For a pilot project, it's been a rich and rapid flight over the past 10 weeks: a collectively negotiated journey into what leadership means, with 21 artists/practitioners drawn from across the country and across boundaries of creative disciplines. We've spent so much effort in understanding how the cockpit controls work - coaching, mentoring, action learning, and peer debates - so it was really, really rewarding to get glimpses of the exciting future landscapes as Method held its closing event on Thursday last.

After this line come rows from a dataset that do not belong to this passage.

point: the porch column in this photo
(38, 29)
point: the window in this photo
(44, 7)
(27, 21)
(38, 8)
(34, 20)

Our team were thrilled to welcome two great speakers: cultural broker Peter Jenkinson OBE and Keith Khan, who in the past 4 years has moved from Co-Artistic Directorship of motiroti to act as Artistic Director of Richmix and then to take up the challenge of being Head of Culture at LOCOG. Nicola Turner, the Deputy Director of the Cultural Leadership Programme, was also able to join us for the early part of the day, and convey their ongoing interest in finding ways to effectively support creative individuals, often working outside of organisations, to 'lead' - to understand what that means in an artist/practitioner context, and how it differs from other approaches to leadership about which CLP has accumulated expertise over recent years.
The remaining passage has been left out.